Female Triad in Runners with Katie

SAM: For this post, we are fortunate to have Katie Noble, DPT, writing with us. When I talked with her, what’s one of her passions when treating, she said the female triad in runners. She has done tons of research on the topic, and was a competitive runner in a division 1 university. Our goal is for this to be a resource for female runners and SPTs/PTs treating female runners, to elevate their understanding about their health and training; to help women prevent injuries and promote a healthy, balanced, knowledgeable approach to running. We believe women are strong, durable, and capable athletes. Katie, can you explain to me what the culture of competitive running looks like?

KATIE: The culture of competitive running is complex and multi-factorial. Specifically, I have the most knowledge about competitive distance running, as I was a varsity member of MSU’s Cross Country and Track teams from 2003-2008. Distance runners are some of the most determined people you will ever meet. They accept a high level of responsibility for their training and racing and are often relentless in the pursuit of their goals. Being around runners can be incredibly inspiring and intense. Runners tend to be high-achievers, analytical, responsible, self-critical, and perfectionists. It’s common to hear runners talk about detailed running logs, extensive training plans, and the latest news in elite performances. In short, runners love running and find it very easy to dedicate their lives to it. In college, I was like this, almost completely consumed with my own running and training.
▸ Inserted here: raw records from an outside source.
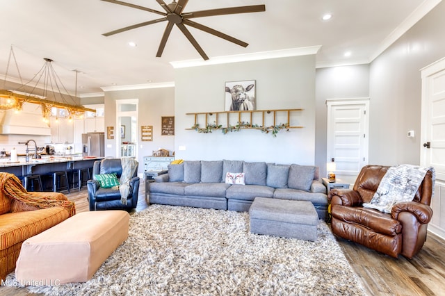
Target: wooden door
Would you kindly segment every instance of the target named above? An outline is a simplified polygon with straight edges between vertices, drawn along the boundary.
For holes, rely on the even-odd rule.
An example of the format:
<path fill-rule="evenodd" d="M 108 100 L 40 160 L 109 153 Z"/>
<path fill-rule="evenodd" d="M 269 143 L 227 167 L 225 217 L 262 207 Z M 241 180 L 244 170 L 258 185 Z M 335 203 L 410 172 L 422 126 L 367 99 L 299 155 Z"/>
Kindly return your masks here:
<path fill-rule="evenodd" d="M 327 104 L 326 161 L 333 158 L 335 174 L 353 183 L 368 164 L 369 99 L 333 99 Z"/>
<path fill-rule="evenodd" d="M 445 238 L 445 58 L 423 68 L 421 165 L 436 172 L 428 229 Z"/>

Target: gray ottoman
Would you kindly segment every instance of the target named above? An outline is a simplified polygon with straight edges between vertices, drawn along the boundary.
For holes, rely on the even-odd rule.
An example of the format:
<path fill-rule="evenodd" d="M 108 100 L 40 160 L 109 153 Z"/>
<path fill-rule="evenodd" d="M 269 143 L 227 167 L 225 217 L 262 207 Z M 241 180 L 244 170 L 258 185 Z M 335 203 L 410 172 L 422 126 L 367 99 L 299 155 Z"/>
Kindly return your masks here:
<path fill-rule="evenodd" d="M 300 240 L 317 240 L 318 215 L 310 202 L 255 197 L 250 232 Z"/>

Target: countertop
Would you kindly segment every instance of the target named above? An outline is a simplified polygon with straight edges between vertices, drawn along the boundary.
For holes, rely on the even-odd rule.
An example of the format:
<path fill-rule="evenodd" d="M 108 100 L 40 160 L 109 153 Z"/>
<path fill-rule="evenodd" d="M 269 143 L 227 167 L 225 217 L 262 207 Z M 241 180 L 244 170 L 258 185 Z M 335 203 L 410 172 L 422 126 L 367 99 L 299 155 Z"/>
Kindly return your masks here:
<path fill-rule="evenodd" d="M 99 159 L 103 159 L 104 157 L 100 156 L 82 156 L 76 155 L 67 155 L 67 156 L 47 156 L 42 158 L 33 159 L 31 158 L 29 161 L 25 161 L 24 157 L 18 157 L 17 162 L 11 162 L 10 158 L 0 158 L 0 167 L 19 167 L 24 165 L 35 165 L 38 164 L 47 164 L 54 163 L 67 163 L 81 161 L 95 161 Z"/>

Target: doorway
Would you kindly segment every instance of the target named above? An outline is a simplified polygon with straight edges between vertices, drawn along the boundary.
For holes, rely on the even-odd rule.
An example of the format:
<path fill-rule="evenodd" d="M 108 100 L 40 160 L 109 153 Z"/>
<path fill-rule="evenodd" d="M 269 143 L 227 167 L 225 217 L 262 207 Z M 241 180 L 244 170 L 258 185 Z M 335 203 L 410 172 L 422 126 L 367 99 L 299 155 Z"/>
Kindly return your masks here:
<path fill-rule="evenodd" d="M 336 164 L 335 174 L 354 183 L 368 164 L 369 99 L 328 99 L 326 162 Z"/>
<path fill-rule="evenodd" d="M 116 156 L 138 160 L 138 99 L 116 100 Z"/>

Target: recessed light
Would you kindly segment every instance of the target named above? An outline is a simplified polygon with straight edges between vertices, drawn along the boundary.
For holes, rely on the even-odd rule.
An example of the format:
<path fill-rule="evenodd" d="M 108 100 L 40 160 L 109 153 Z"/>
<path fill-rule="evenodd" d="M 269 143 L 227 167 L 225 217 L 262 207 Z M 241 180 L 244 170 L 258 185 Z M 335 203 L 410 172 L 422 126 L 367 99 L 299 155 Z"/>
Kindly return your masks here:
<path fill-rule="evenodd" d="M 326 13 L 325 15 L 323 15 L 323 16 L 321 17 L 321 19 L 323 19 L 323 21 L 327 21 L 328 19 L 330 19 L 332 17 L 332 15 L 331 15 L 330 13 Z"/>

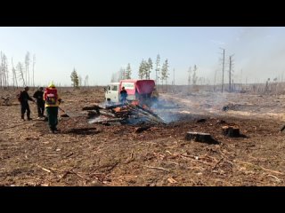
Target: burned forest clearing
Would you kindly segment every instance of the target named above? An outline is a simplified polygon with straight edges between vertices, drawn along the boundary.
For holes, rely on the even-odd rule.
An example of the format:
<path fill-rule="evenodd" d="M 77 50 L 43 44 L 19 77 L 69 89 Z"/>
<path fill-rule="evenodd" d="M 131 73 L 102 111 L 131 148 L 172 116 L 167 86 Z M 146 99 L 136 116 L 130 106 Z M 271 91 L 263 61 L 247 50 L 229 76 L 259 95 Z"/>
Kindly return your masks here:
<path fill-rule="evenodd" d="M 51 134 L 34 103 L 22 121 L 16 91 L 0 92 L 1 185 L 285 185 L 284 95 L 161 92 L 151 109 L 110 109 L 102 87 L 61 88 L 69 117 Z"/>

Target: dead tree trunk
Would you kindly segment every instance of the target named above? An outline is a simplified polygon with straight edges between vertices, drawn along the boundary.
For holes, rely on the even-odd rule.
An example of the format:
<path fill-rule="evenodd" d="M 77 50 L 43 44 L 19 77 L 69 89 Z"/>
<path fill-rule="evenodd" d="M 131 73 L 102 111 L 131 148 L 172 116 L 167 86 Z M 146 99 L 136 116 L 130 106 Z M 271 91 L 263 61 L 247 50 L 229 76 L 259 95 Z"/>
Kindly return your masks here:
<path fill-rule="evenodd" d="M 234 126 L 222 127 L 223 134 L 228 137 L 240 137 L 240 129 Z"/>
<path fill-rule="evenodd" d="M 209 133 L 189 131 L 186 134 L 185 139 L 208 144 L 218 144 L 218 142 L 214 139 Z"/>

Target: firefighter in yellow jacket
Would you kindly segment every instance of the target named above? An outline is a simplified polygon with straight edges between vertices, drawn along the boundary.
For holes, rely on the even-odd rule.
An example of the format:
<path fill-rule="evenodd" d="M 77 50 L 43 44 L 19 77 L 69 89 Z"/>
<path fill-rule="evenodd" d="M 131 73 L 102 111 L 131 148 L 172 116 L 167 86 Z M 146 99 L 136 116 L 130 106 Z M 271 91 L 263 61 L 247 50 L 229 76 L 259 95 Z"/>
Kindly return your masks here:
<path fill-rule="evenodd" d="M 61 99 L 57 93 L 57 89 L 53 83 L 50 83 L 44 92 L 44 100 L 45 101 L 45 109 L 48 118 L 48 125 L 50 132 L 54 133 L 60 131 L 56 126 L 58 124 L 58 110 L 61 102 Z"/>

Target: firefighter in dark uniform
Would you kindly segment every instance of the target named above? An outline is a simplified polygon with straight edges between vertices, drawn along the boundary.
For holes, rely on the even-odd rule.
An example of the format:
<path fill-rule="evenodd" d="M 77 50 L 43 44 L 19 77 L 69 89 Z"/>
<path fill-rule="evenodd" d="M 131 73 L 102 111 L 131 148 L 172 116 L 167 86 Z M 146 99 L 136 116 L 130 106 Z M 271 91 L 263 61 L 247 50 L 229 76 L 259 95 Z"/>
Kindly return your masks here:
<path fill-rule="evenodd" d="M 27 118 L 29 121 L 32 119 L 30 117 L 30 109 L 29 109 L 29 106 L 28 106 L 28 101 L 30 100 L 30 101 L 35 102 L 35 100 L 29 97 L 28 93 L 28 89 L 29 88 L 27 86 L 27 87 L 25 87 L 25 90 L 20 92 L 20 97 L 19 97 L 19 101 L 20 103 L 20 114 L 21 114 L 20 118 L 25 120 L 25 113 L 27 110 Z"/>
<path fill-rule="evenodd" d="M 37 99 L 37 116 L 38 118 L 45 117 L 45 100 L 44 100 L 44 88 L 39 87 L 38 90 L 34 93 L 33 98 Z"/>
<path fill-rule="evenodd" d="M 119 93 L 120 93 L 120 101 L 121 103 L 124 103 L 125 101 L 126 101 L 126 98 L 127 98 L 127 92 L 125 90 L 125 87 L 122 87 L 122 91 Z"/>

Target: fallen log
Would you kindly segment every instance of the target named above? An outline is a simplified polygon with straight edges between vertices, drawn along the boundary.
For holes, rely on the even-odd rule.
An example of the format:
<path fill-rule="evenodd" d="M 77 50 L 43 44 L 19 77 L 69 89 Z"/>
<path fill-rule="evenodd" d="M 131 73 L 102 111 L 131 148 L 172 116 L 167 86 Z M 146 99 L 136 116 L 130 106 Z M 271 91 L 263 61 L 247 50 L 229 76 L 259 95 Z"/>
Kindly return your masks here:
<path fill-rule="evenodd" d="M 142 107 L 136 107 L 134 106 L 129 106 L 133 110 L 137 111 L 138 113 L 141 113 L 142 116 L 146 116 L 149 119 L 154 121 L 155 122 L 158 123 L 166 123 L 164 120 L 159 118 L 159 116 L 154 116 L 152 114 L 150 114 L 149 112 L 145 111 L 142 109 Z"/>
<path fill-rule="evenodd" d="M 223 126 L 223 134 L 228 137 L 240 137 L 240 129 L 234 126 Z"/>
<path fill-rule="evenodd" d="M 102 120 L 94 120 L 90 121 L 89 123 L 104 123 L 104 122 L 120 122 L 125 120 L 125 118 L 111 118 L 111 119 L 102 119 Z"/>
<path fill-rule="evenodd" d="M 139 127 L 135 130 L 135 133 L 141 133 L 146 130 L 149 130 L 151 126 Z"/>
<path fill-rule="evenodd" d="M 189 131 L 185 137 L 186 140 L 193 140 L 196 142 L 203 142 L 208 144 L 218 144 L 209 133 Z"/>
<path fill-rule="evenodd" d="M 103 114 L 103 115 L 106 115 L 106 116 L 116 117 L 116 115 L 114 114 L 108 113 L 108 112 L 105 112 L 105 111 L 102 111 L 102 110 L 99 110 L 99 113 L 101 114 Z"/>
<path fill-rule="evenodd" d="M 117 105 L 111 105 L 111 106 L 105 106 L 105 109 L 112 109 L 112 108 L 117 108 L 117 107 L 121 107 L 123 106 L 126 106 L 127 104 L 117 104 Z"/>

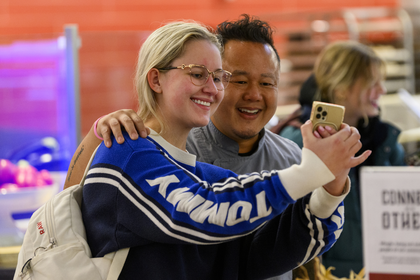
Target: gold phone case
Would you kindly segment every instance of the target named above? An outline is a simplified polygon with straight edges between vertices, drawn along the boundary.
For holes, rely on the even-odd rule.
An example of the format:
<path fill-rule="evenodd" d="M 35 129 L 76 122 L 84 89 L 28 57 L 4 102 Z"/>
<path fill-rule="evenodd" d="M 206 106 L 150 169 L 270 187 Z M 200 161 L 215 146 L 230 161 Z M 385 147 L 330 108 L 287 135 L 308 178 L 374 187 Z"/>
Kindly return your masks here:
<path fill-rule="evenodd" d="M 312 131 L 315 131 L 320 125 L 328 125 L 338 131 L 341 128 L 345 111 L 344 106 L 314 101 L 310 118 Z"/>

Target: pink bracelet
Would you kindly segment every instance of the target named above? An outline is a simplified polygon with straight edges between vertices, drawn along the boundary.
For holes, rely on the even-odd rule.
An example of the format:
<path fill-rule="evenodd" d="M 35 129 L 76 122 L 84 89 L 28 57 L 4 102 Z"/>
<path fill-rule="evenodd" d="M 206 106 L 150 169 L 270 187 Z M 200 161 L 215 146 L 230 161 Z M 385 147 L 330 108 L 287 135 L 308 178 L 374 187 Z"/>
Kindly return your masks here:
<path fill-rule="evenodd" d="M 101 119 L 101 118 L 103 118 L 104 116 L 106 116 L 106 115 L 104 115 L 103 116 L 101 116 L 100 118 L 99 119 L 98 119 L 97 120 L 96 120 L 96 122 L 95 122 L 95 123 L 93 125 L 93 132 L 95 134 L 95 135 L 96 135 L 96 137 L 97 137 L 99 139 L 100 139 L 101 140 L 103 140 L 104 139 L 103 138 L 102 138 L 102 137 L 100 137 L 99 136 L 99 135 L 98 135 L 97 132 L 96 132 L 96 126 L 97 125 L 97 124 L 98 124 L 98 121 L 99 121 L 99 120 L 100 120 Z"/>

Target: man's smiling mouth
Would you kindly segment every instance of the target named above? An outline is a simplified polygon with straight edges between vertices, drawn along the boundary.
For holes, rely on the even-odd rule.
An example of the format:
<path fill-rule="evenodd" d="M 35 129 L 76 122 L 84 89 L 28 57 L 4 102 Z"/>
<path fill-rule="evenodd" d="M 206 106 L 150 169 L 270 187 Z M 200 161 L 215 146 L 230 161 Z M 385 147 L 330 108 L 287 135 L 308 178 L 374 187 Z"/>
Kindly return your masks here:
<path fill-rule="evenodd" d="M 245 109 L 244 108 L 239 108 L 238 110 L 239 110 L 239 112 L 241 113 L 248 113 L 247 114 L 250 114 L 252 115 L 256 114 L 260 110 L 256 109 L 255 110 L 248 110 L 248 109 Z"/>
I don’t want to paint a dim picture of collegiate running because it was an incredible experience for me. I learned so many things about myself during those 5 years that I may have never otherwise discovered. I had incredible teammates and friends, who I value over any PR or performance. I would never take back the experience of running for a D1 university. However, it can be a highly charged, intense atmosphere to live and breath in everyday. As you can imagine, runners feel a lot of pressure especially intrinsically. One bad race or workout used to make me feel like I was no longer a talented runner. A good workout or race would leave me wondering how much faster I could or should have been. I was never satisfied. For me, there was a lot of high-achievement mixed with the downfalls of perfectionism and self-doubt. (More on that later!)

There were times when I placed immense pressure on myself to perform my best on every single base run, workout and race. I became obsessive about my performance and weight, which lead to chronic underfueling and overtraining. (Which makes no sense anyway, because underfueling leads to reduced strength, power, and performance. Face palm.) I eventually became chronically injured by my fifth year. I had no idea what to do to change my behavior and get better outcomes. I associated my failures with myself, my will, and my toughness. I made simply being me the failure, not my actions or lack of help with my issues. Distance running is a sport that emphasizes leanness for the sake of performance and efficiency. I’m not the first runner to develop issues surrounding weight and performance, but I know from the benefit of hindsight that it is unnecessary. If I had allowed myself to be healthy and train consistently, I would have gotten much faster in college. If young women allow this for themselves right from the start of their college careers, we will see faster times and fewer injuries.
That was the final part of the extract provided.